1) Everyone is stressed
Remember everyone is more stressed than usual: your client, her children, her extended family, even her lawyer (if she has one).
Don’t forget to include yourself on the list of people who are more stressed than usual. You may be working from home, without ready access to your colleagues or files. You may be juggling work with caring for children who are stuck at home with no school or other outside activities. You may be concerned about other family members with whom you cannot have in-person contact. You may be dealing with financial stress.
Be as patient as you possibly can be. Although you bring a trauma-informed approach to your work already, none of us has lived in a situation like this one. Clients who normally are able to concentrate, take in what you are telling them, organize their thoughts and move on with the tasks they need to do may not be able to do this now. Clients whose trauma was already interfering with their concentration and organizational skills may be really struggling.
Cut yourself some slack, too. You may be struggling to stay focused on your clients’ needs, so set realistic goals for yourself. Prioritize. Allow extra time to complete tasks. Take extra breaks. Ask your colleagues for support if you need it and offer the same back to them.
3) Keep up-to-date
Keep up to date with what is happening legally, at the courts and with public health requirements so you can share this information with your clients. Read the case summaries we are sharing regularly. We post updated information about Ontario’s family courts and legal services as we receive it.
Staying up to date will help you cope.

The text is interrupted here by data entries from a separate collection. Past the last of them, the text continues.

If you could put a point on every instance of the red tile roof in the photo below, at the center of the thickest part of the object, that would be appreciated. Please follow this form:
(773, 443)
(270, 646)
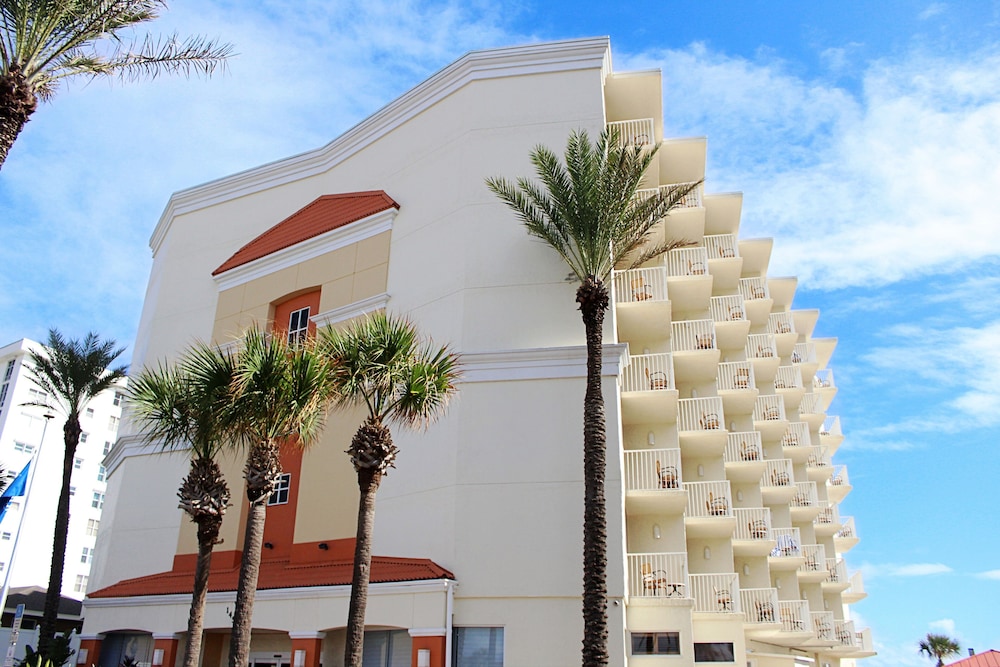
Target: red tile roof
(323, 215)
(280, 574)
(989, 658)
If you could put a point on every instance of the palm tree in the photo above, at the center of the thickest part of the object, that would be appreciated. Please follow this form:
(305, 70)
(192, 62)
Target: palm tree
(939, 646)
(71, 372)
(186, 406)
(43, 42)
(383, 365)
(586, 208)
(281, 394)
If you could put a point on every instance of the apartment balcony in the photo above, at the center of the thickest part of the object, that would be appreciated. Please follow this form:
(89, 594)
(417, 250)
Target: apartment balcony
(731, 324)
(753, 532)
(744, 457)
(846, 538)
(856, 591)
(716, 593)
(814, 569)
(688, 278)
(736, 386)
(642, 307)
(696, 355)
(724, 261)
(838, 485)
(653, 482)
(709, 510)
(648, 392)
(656, 578)
(760, 609)
(758, 299)
(787, 553)
(701, 425)
(777, 485)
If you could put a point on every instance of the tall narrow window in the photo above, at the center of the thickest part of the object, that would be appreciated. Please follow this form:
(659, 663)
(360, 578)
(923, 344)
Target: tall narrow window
(298, 325)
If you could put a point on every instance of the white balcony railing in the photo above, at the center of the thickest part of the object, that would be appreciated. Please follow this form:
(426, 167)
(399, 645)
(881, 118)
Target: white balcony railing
(734, 375)
(687, 262)
(761, 346)
(637, 132)
(754, 288)
(716, 593)
(700, 414)
(743, 446)
(653, 469)
(753, 523)
(769, 408)
(721, 246)
(638, 285)
(760, 605)
(727, 308)
(658, 575)
(709, 499)
(692, 335)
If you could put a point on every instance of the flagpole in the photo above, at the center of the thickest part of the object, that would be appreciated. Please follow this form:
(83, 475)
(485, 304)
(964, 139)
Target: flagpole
(33, 462)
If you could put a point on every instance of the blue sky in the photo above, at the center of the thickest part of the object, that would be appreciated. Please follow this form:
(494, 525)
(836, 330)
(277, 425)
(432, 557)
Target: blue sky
(864, 135)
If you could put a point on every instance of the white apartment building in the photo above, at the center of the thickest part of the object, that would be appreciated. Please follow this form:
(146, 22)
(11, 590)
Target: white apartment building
(22, 428)
(725, 542)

If you feel that you know as much as you can, you will feel more confident and less anxious about the support you are providing to women.
4) Virtual Legal Clinic
Refer your clients who need summary family law advice to the Luke’s Place Virtual Clinic. The intake number is 1.866.516.3116. The Clinic connects women to family law lawyers through video conferencing or over the phone. Once you have set up the appointment, help your client prepare: assist her to make a list of the topics she wants to cover and any questions she has for the lawyer.
If you can, attend the meeting with your client. You can do this even if you and your client are not in the same place. In addition to assisting your client by taking notes and prompting her if she needs you to, you will feel more connected by being at the meeting. And, you can share any new information you get with other clients.

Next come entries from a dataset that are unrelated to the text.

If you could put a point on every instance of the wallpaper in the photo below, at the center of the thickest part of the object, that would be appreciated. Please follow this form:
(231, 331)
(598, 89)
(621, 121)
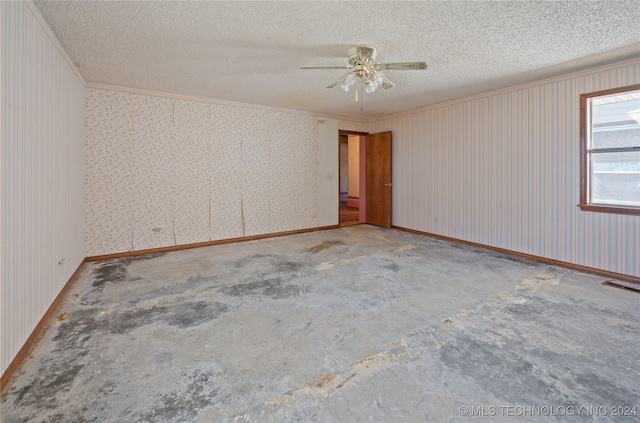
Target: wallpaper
(164, 172)
(503, 170)
(42, 166)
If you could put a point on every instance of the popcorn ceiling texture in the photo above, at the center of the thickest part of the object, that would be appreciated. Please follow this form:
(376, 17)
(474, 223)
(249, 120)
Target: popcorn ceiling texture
(251, 52)
(164, 172)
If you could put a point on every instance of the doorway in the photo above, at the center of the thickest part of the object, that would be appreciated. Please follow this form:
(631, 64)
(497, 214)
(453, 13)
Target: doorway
(365, 178)
(352, 178)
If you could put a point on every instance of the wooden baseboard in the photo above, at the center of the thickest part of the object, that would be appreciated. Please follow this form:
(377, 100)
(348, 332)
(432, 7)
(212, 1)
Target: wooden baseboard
(574, 266)
(6, 375)
(204, 244)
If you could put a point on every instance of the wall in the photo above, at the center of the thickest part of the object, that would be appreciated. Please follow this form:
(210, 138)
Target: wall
(163, 171)
(42, 173)
(502, 169)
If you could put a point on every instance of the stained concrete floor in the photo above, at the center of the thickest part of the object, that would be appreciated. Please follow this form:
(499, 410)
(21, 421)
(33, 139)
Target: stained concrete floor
(346, 325)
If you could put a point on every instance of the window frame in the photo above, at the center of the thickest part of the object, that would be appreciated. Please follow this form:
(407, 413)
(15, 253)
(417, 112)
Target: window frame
(585, 126)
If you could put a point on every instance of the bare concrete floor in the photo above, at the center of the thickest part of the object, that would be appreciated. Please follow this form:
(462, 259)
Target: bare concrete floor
(346, 325)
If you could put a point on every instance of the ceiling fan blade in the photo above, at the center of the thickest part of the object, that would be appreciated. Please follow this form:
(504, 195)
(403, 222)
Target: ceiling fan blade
(386, 84)
(326, 67)
(403, 66)
(340, 80)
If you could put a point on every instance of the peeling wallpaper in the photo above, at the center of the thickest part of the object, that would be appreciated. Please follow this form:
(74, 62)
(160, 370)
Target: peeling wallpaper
(503, 169)
(163, 172)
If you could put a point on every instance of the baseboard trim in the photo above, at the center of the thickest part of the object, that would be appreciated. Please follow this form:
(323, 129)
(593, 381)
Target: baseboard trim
(574, 266)
(6, 375)
(204, 244)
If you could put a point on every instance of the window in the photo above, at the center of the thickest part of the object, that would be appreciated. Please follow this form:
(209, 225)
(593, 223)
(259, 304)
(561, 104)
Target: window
(610, 151)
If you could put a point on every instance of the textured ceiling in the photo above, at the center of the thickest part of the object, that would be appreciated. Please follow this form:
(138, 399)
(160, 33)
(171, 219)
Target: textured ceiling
(251, 52)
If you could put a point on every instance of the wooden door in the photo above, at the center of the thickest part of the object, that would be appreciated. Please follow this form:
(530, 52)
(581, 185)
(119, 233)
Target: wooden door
(378, 179)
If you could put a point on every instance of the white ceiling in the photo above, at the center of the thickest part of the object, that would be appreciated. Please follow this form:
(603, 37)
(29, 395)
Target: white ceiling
(251, 52)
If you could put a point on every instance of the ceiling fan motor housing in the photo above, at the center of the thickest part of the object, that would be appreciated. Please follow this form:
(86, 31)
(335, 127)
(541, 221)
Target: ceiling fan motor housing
(362, 54)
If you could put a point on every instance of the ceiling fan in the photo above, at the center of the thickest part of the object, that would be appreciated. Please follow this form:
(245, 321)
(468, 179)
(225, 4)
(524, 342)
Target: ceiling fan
(362, 66)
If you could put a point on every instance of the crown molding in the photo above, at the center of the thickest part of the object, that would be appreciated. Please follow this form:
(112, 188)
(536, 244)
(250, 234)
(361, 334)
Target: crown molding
(54, 39)
(552, 79)
(214, 101)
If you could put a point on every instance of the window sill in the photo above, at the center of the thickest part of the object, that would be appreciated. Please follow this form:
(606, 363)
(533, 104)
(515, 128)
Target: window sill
(610, 209)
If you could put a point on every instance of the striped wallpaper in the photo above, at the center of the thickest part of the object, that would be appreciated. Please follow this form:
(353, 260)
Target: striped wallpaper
(502, 169)
(42, 174)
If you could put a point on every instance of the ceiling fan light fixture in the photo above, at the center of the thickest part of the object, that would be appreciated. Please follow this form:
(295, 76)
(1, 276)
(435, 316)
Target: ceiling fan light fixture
(349, 80)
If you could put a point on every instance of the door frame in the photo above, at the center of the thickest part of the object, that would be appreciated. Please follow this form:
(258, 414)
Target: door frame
(362, 186)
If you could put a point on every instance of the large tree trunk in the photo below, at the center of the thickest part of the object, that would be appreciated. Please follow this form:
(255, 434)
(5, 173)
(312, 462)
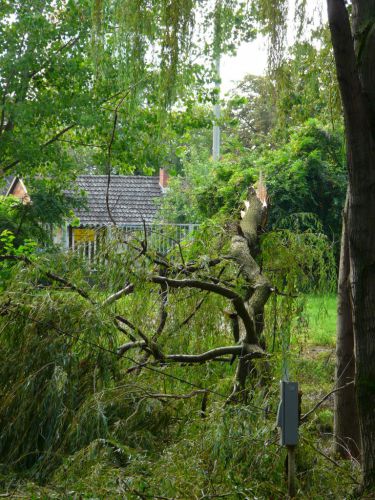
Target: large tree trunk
(245, 247)
(354, 78)
(346, 424)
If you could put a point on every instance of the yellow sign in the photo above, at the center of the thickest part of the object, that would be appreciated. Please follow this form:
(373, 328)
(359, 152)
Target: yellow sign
(83, 235)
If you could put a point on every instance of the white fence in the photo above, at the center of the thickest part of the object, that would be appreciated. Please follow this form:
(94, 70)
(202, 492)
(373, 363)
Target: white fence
(162, 238)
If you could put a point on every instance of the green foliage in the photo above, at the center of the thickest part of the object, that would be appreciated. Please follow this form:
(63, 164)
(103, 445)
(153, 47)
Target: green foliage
(42, 48)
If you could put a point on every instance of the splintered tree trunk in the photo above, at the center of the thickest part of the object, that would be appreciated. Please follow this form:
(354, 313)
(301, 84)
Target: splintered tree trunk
(346, 424)
(356, 76)
(244, 250)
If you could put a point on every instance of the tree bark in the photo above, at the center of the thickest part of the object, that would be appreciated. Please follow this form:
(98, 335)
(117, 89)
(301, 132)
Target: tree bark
(354, 81)
(244, 249)
(346, 423)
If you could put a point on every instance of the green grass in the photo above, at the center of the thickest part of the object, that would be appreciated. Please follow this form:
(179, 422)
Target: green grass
(321, 311)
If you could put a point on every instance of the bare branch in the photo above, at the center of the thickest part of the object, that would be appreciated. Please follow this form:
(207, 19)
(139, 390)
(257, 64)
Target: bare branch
(236, 299)
(255, 352)
(116, 296)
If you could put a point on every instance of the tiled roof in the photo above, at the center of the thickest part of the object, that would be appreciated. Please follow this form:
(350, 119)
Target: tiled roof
(132, 198)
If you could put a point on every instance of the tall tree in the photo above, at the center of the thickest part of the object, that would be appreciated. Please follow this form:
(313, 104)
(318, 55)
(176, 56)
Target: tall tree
(354, 49)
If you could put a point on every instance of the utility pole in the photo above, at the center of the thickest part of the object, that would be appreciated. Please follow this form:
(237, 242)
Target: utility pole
(216, 127)
(216, 57)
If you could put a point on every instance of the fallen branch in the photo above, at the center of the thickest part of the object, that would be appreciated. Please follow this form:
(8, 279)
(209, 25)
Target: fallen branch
(116, 296)
(236, 299)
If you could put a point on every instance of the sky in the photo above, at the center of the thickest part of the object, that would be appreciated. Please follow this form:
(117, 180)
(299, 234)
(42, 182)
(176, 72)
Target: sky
(251, 57)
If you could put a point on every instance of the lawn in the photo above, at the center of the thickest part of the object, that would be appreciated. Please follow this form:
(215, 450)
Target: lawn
(321, 312)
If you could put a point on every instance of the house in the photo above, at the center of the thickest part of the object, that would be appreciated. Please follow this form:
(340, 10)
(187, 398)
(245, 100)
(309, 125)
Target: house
(129, 202)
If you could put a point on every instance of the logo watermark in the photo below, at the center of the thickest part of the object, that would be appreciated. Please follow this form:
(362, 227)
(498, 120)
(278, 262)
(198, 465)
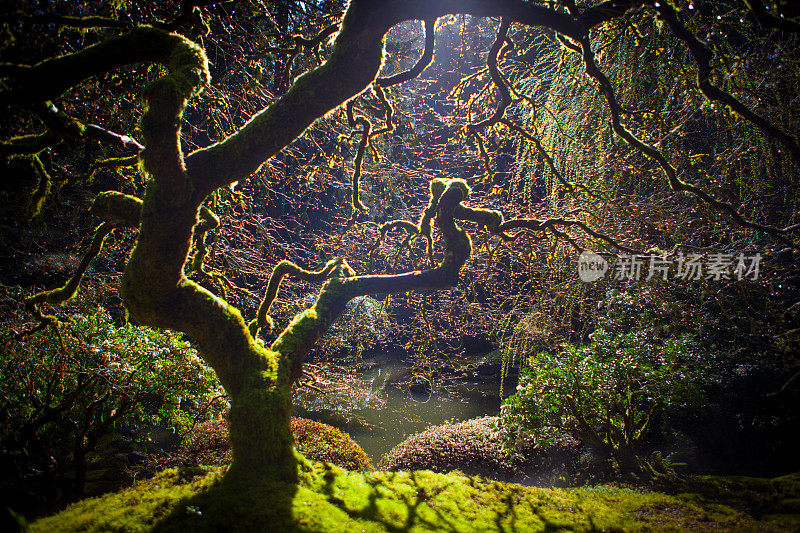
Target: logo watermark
(691, 267)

5) What “urgent” motion means
Help your clients understand what “urgent” means in the present circumstances. Understandably, your clients will likely have a greater sense of urgency whatever situation they are dealing with. However, not every case will be found to be urgent by the courts, so it is important to assist your client in assessing her situation; ideally by connecting her with a lawyer for legal advice.
Understanding that not every case is urgent will help you set appropriate priorities. This will make it easier for you to manage your workload without becoming over-stressed and exhausted.
6) Self care
Take care of yourself. If you don’t, no list of tips for working with your clients will be enough. Even if you are working from home, set regular working hours, make sure your clients know you are only available at those times and then stick to your schedule. Set and maintain boundaries. Get dressed for work, even if no one except your children or dog will see you during the day. Resist the temptation to respond to emails from clients or colleagues outside the working hours you have set. We offer self-care tips on our Family Court and Beyond website.
Remember: We are living in an extraordinary time and we don’t know when things will return to normal or what that new normal might look like. We all need to pace ourselves.